EDITORIALE
11-08-2017 di Freddie del Curatolo
C’è una maggioranza assoluta, schiacciante in Kenya che non riguarda i candidati alla presidenza, né piccoli o grossi aspiranti ad altre cariche ben remunerate nelle sedi politiche di Nairobi e delle contee del Paese.
E’ quella che è già stufa di questo bailamme elettorale, che pur avendo votato Raila Odinga, non si riconosce nel suo modo di (re)agire e che ha come interesse primario tornare al più presto alla serenità della vita di sempre, magari con qualche buona notizia: l’abbassamento dei prezzi grazie al ritorno di stabilità dello scellino e uno sguardo più benevolo a categorie di lavoratori e alla povera gente da parte del nuovo Governo.
Le elezioni in Kenya, si è capito da una decina d’anni, anche se dovessero essere pacifiche come nel 2013, non sono una buona cosa: innanzitutto fanno spendere al Paese un botto di soldi, qualcosa di inimmaginabile che depaupera non solo le casse dei partiti e dei loro finanziatori, ma alla fine anche quella di centinaia di candidati minori, anche indipendenti, che coltivano il sogno di una carriera che gli svolti la vita.
In secondo luogo fanno cattiva pubblicità al Paese: mai che si senta dire che le elezioni porteranno cambiamenti in meglio o saranno un lieto evento.
Qui in Kenya lo spettro delle violenze del 2008 aleggerà in secula seculorum.
Proprio per questo, la stampa e i media hanno mesi di tempo per giocare sui precedenti, sulle avvisaglie e soffiare sui fuocherelli appena accesi con le solite notizie a soffietto.
Quando poi appare la minima scaramuccia, l’incidente, la scorribanda nello slum o nella roccaforte del politico trombato (correttamente, scorrettamente questo per chi fa informazione oggi non è più importante), ci si può scatenare.
In questi giorni se ne sono accorti anche gli stessi keniani, quelli che vogliono solo pace e che sperano che tra poche ore si possa chiudere il sipario sul teatrino fastidioso degli scrutini.
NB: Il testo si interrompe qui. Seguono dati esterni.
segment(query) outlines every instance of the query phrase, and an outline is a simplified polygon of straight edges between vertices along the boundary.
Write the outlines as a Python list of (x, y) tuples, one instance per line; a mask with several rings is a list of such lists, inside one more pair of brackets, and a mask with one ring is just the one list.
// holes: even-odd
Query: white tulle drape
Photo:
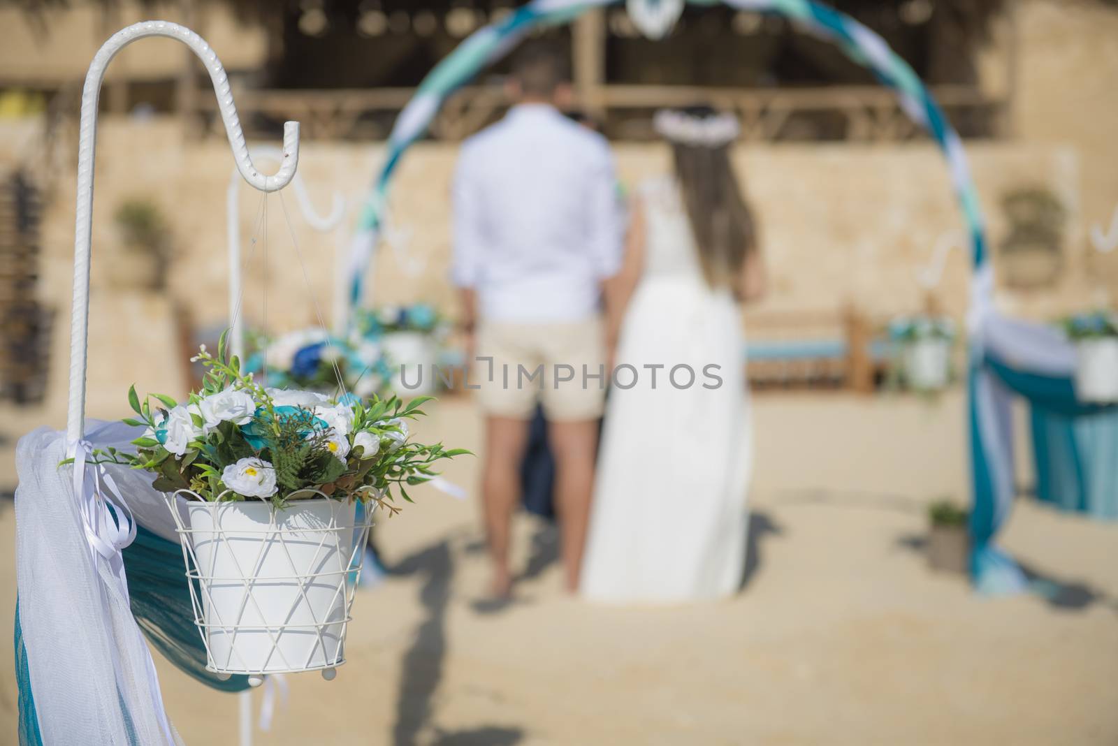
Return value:
[[(93, 448), (120, 447), (136, 434), (120, 423), (91, 422), (85, 440)], [(65, 433), (45, 428), (21, 438), (16, 450), (19, 621), (42, 743), (181, 743), (167, 719), (126, 589), (113, 562), (91, 552), (74, 467), (58, 466), (66, 455)], [(174, 539), (151, 475), (105, 469), (127, 509)]]

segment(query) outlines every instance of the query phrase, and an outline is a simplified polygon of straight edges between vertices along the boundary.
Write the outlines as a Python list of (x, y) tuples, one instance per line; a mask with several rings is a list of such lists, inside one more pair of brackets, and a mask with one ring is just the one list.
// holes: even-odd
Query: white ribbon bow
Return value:
[(284, 707), (287, 706), (287, 679), (283, 673), (269, 673), (264, 677), (264, 685), (260, 692), (260, 730), (267, 733), (272, 729), (272, 716), (275, 715), (276, 698)]
[[(101, 556), (113, 571), (124, 599), (129, 599), (129, 582), (124, 575), (123, 549), (136, 537), (136, 522), (121, 490), (103, 463), (86, 459), (93, 447), (86, 440), (73, 441), (68, 449), (74, 458), (74, 495), (82, 515), (82, 528), (96, 564)], [(87, 468), (89, 467), (89, 468)], [(113, 497), (116, 500), (113, 500)]]

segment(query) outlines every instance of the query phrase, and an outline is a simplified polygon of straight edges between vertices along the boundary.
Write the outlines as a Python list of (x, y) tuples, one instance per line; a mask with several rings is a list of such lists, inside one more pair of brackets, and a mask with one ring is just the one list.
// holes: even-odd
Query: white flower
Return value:
[(265, 351), (267, 365), (281, 371), (291, 370), (291, 364), (295, 362), (295, 353), (307, 345), (323, 342), (325, 338), (326, 332), (324, 329), (300, 329), (285, 334), (268, 344)]
[(247, 424), (256, 413), (256, 401), (244, 389), (226, 389), (203, 398), (198, 403), (202, 429), (209, 432), (221, 422)]
[(387, 427), (395, 425), (396, 428), (399, 428), (399, 432), (397, 432), (396, 430), (388, 430), (382, 436), (383, 438), (388, 439), (387, 452), (392, 453), (399, 450), (400, 446), (404, 444), (404, 441), (408, 439), (408, 423), (401, 420), (400, 418), (394, 418), (389, 420), (386, 423), (386, 425)]
[(314, 408), (314, 417), (343, 436), (353, 429), (353, 410), (347, 404), (319, 404)]
[(342, 461), (349, 456), (349, 438), (337, 429), (326, 430), (326, 450), (337, 456)]
[(358, 446), (361, 447), (361, 460), (371, 459), (380, 450), (380, 439), (362, 430), (353, 436), (353, 448)]
[(197, 404), (190, 407), (179, 404), (167, 413), (167, 420), (163, 422), (163, 429), (167, 430), (163, 448), (176, 456), (186, 453), (190, 441), (202, 437), (202, 429), (195, 424), (191, 414), (201, 414)]
[(383, 306), (379, 312), (377, 312), (377, 321), (379, 321), (385, 326), (391, 326), (396, 322), (400, 321), (400, 307), (399, 306)]
[(329, 398), (313, 391), (301, 391), (299, 389), (265, 389), (272, 402), (276, 407), (304, 407), (314, 409)]
[(276, 494), (276, 470), (256, 457), (227, 466), (221, 470), (221, 481), (244, 497), (272, 497)]
[(149, 427), (143, 431), (144, 438), (154, 438), (155, 431), (163, 429), (163, 423), (167, 421), (167, 412), (161, 409), (155, 410), (155, 412), (151, 415), (151, 421), (154, 427)]

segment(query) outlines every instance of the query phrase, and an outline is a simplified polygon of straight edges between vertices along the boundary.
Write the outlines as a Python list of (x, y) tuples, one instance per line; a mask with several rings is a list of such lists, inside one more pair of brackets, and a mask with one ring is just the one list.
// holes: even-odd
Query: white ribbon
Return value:
[(264, 677), (264, 685), (260, 687), (260, 730), (267, 733), (272, 729), (272, 716), (275, 715), (276, 698), (287, 707), (287, 679), (283, 673), (269, 673)]
[[(121, 593), (127, 601), (129, 582), (124, 575), (123, 549), (136, 537), (135, 518), (105, 466), (86, 461), (93, 452), (88, 441), (72, 441), (68, 452), (74, 458), (74, 495), (77, 497), (91, 557), (94, 565), (97, 556), (108, 563)], [(86, 466), (91, 468), (86, 469)]]
[[(135, 517), (105, 466), (86, 460), (93, 455), (93, 446), (89, 441), (73, 440), (68, 443), (66, 452), (74, 459), (74, 497), (77, 499), (78, 513), (82, 515), (85, 539), (89, 544), (89, 558), (95, 570), (97, 557), (105, 561), (113, 577), (116, 578), (125, 603), (130, 603), (123, 551), (136, 537)], [(113, 497), (116, 498), (115, 501), (112, 499)], [(155, 675), (155, 663), (146, 648), (144, 648), (144, 652), (146, 653), (144, 663), (148, 675), (148, 694), (151, 697), (152, 707), (157, 708), (157, 717), (163, 729), (163, 735), (167, 737), (167, 743), (180, 743), (172, 735), (171, 724), (167, 719), (163, 695), (159, 688), (159, 677)], [(113, 670), (117, 679), (123, 679), (121, 661), (115, 648), (112, 651), (112, 657)]]
[(437, 489), (438, 491), (449, 495), (456, 500), (466, 499), (465, 488), (455, 485), (453, 481), (447, 481), (442, 477), (435, 477), (434, 479), (428, 480), (427, 484)]

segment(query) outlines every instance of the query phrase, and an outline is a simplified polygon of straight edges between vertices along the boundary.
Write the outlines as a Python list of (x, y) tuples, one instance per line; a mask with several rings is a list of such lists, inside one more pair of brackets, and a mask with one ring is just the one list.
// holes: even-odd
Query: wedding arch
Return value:
[[(424, 136), (447, 97), (479, 71), (504, 57), (533, 29), (568, 23), (581, 13), (619, 0), (533, 0), (509, 16), (467, 37), (424, 78), (400, 112), (388, 137), (380, 171), (364, 201), (350, 246), (348, 290), (351, 307), (361, 304), (366, 277), (380, 232), (385, 228), (392, 179), (408, 147)], [(651, 9), (667, 25), (682, 9), (682, 0), (631, 0)], [(950, 171), (951, 185), (969, 239), (972, 279), (967, 318), (968, 439), (970, 444), (970, 574), (980, 591), (1015, 593), (1025, 578), (1021, 570), (994, 544), (1014, 496), (1010, 408), (1005, 385), (1034, 398), (1059, 389), (1070, 399), (1073, 351), (1044, 327), (1003, 318), (993, 308), (993, 267), (985, 223), (967, 156), (958, 133), (912, 68), (877, 32), (850, 16), (815, 0), (688, 0), (694, 6), (724, 4), (743, 11), (770, 13), (795, 22), (798, 29), (831, 41), (851, 60), (871, 69), (882, 85), (893, 89), (903, 112), (939, 145)], [(655, 23), (655, 21), (653, 21)], [(651, 36), (655, 36), (652, 34)], [(1012, 364), (1010, 363), (1012, 361)], [(1003, 385), (1004, 384), (1004, 385)]]

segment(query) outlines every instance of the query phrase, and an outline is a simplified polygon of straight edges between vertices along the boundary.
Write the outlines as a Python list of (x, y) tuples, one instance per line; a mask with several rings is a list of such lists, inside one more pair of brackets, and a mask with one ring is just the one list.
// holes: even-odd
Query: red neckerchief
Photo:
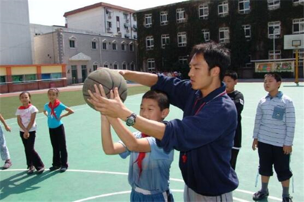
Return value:
[(30, 106), (31, 106), (32, 105), (32, 104), (28, 104), (27, 107), (20, 106), (18, 108), (18, 110), (25, 110), (25, 109), (28, 108), (29, 107), (30, 107)]
[[(149, 136), (148, 135), (145, 135), (145, 134), (141, 133), (141, 137), (142, 137), (142, 138), (144, 138), (146, 137), (149, 137)], [(136, 159), (136, 161), (135, 161), (134, 162), (134, 163), (133, 163), (133, 164), (135, 164), (135, 163), (137, 162), (137, 166), (138, 166), (138, 168), (139, 168), (139, 178), (140, 177), (140, 174), (141, 174), (141, 171), (142, 171), (142, 167), (141, 166), (141, 162), (142, 161), (142, 160), (145, 157), (145, 153), (146, 153), (145, 152), (140, 152), (139, 154), (138, 155), (138, 157), (137, 157), (137, 159)], [(139, 178), (138, 178), (138, 179), (139, 179)]]
[(58, 99), (56, 99), (54, 102), (54, 105), (52, 106), (52, 103), (49, 103), (49, 107), (51, 109), (51, 115), (53, 114), (56, 119), (57, 119), (57, 117), (56, 116), (56, 114), (55, 114), (55, 111), (54, 110), (56, 107), (58, 107), (58, 106), (60, 104), (60, 101)]

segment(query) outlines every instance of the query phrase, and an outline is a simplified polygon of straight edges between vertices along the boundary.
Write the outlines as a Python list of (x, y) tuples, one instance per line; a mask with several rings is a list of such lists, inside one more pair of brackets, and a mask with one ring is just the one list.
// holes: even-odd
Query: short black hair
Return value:
[[(265, 77), (266, 77), (267, 76), (272, 76), (275, 78), (275, 79), (276, 79), (276, 81), (277, 81), (277, 82), (282, 81), (282, 77), (281, 77), (281, 75), (280, 75), (280, 74), (278, 74), (277, 73), (270, 72), (268, 73), (266, 73), (264, 75), (264, 79), (265, 79)], [(280, 87), (281, 87), (281, 84), (278, 88), (280, 88)]]
[(224, 76), (230, 76), (235, 81), (238, 79), (238, 74), (233, 70), (227, 70), (226, 73), (225, 73)]
[(200, 43), (192, 48), (190, 58), (195, 54), (202, 54), (208, 64), (209, 71), (215, 67), (220, 69), (219, 78), (223, 80), (226, 70), (230, 63), (230, 51), (224, 46), (214, 42)]
[(167, 108), (169, 109), (170, 107), (168, 95), (165, 92), (160, 90), (150, 90), (143, 94), (142, 98), (152, 99), (156, 100), (161, 111)]
[(266, 73), (264, 75), (264, 78), (265, 78), (265, 77), (266, 77), (267, 76), (272, 76), (275, 78), (275, 79), (276, 79), (276, 81), (277, 81), (277, 82), (282, 81), (282, 77), (281, 77), (281, 75), (280, 75), (280, 74), (278, 74), (276, 72), (271, 72)]

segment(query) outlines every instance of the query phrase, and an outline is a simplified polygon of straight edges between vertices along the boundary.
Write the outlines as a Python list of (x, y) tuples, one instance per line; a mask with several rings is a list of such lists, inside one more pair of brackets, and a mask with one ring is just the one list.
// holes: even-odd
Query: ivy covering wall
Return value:
[[(194, 45), (204, 42), (201, 30), (207, 29), (210, 31), (210, 39), (219, 41), (219, 28), (229, 27), (230, 43), (225, 46), (231, 50), (231, 68), (237, 69), (244, 67), (252, 60), (268, 59), (269, 50), (273, 48), (273, 40), (268, 38), (268, 23), (281, 22), (281, 37), (275, 40), (276, 49), (281, 50), (282, 58), (293, 57), (292, 50), (284, 50), (284, 35), (292, 34), (292, 21), (302, 18), (304, 16), (302, 5), (294, 6), (292, 0), (280, 1), (280, 7), (274, 10), (269, 10), (267, 0), (250, 1), (250, 12), (249, 14), (239, 13), (239, 1), (228, 1), (229, 14), (225, 17), (218, 15), (219, 1), (189, 1), (179, 3), (161, 6), (139, 11), (136, 13), (138, 26), (139, 66), (144, 66), (149, 58), (155, 60), (157, 70), (180, 71), (186, 72), (187, 65), (178, 63), (178, 57), (188, 56)], [(199, 6), (208, 3), (209, 16), (207, 19), (200, 19)], [(183, 8), (186, 22), (176, 23), (176, 9)], [(168, 24), (161, 25), (160, 13), (168, 12)], [(144, 27), (145, 14), (152, 14), (152, 25), (149, 28)], [(242, 26), (251, 26), (251, 40), (246, 40)], [(186, 32), (187, 45), (178, 47), (177, 33)], [(161, 47), (162, 34), (169, 34), (170, 44), (165, 48)], [(153, 36), (154, 47), (146, 50), (145, 38)], [(143, 70), (146, 70), (142, 68)]]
Il sito kenyans.co.ke prende ad esempio le testate americane, anche prestigiose come Washington Post e New York Times. Dopo la manifestazione nello slum di Mathare che ha causato 2 morti (un accoltellato per una lite quasi da stadio e l’assassino poi ucciso dalla polizia), mentre altri 2 (bambini, purtroppo) sono stati vittime dei gas lacrimogeni lanciati per disperdere la gente. Di Mathare sappiamo, e sa bene anche la stampa tendenziosa che ogni giorno ci sono crimini e violenze negli slum alla periferia di Nairobi.
A Kisumu, dove l’etnia luo a cui appartiene Odinga è praticamente la sola presente, all’annuncio di brogli del loro leader, ci sono state manifestazioni con giovani infiltrati che hanno lanciato sassi e bruciato pneumatici. Nessun morto.
Media e stampa internazionale ha redatto titoli come “Kenya: violenze come nel 2008” (ricordiamo che morirono 1600 persone e 6000 rimasero senza tetto), “Nuove eruzioni di violenza in Kenya” e “Kenya nel sangue dopo il voto”.
Il tutto guarnito da video che risalgono al 2008, quando le violenze furono serie, e a sommosse dell'anno scorso a Kisumu, per altri motivi.
Oggi anche il Governo ha preso posizione, deplorando il modus operandi della stampa internazionale.
Noi italiani siamo abituati a questo genere di notizie, gli americani anche, ma i keniani assaporano il gusto amaro delle “fake news” per la prima volta, e si rendono conto di quanto una dichiarazione affrettata e non ancora comprovata di un aspirante alla presidenza possa scatenare una campagna di falsità ed esagerazioni contro il proprio Paese.
Non resta che attendere l’epilogo di quello che da un po’ di tempo non è più solo un esercizio di democrazia, ma uno sfoggio di bassi istinti, maldicenze, opportunismo e superficialità oltre che uno spreco di tempo e denaro, che chiamano “elezioni”.
Facciamo nostre le richieste degli osservatori internazionali del voto e le parole di John Kerry: se colui che perderà la sfida alla presidenza avrà reclami da fare, li faccia nelle sedi legali opportune ed inviti i suoi sostenitori alla calma. Che poi, tranne gruppi di facinorosi e di diseredati che magari non lo hanno nemmeno votato perché da tempo non credono più alla politica, né a Dio ed al genere umano, è quello che da domani si augurano tutti. Una vita serena.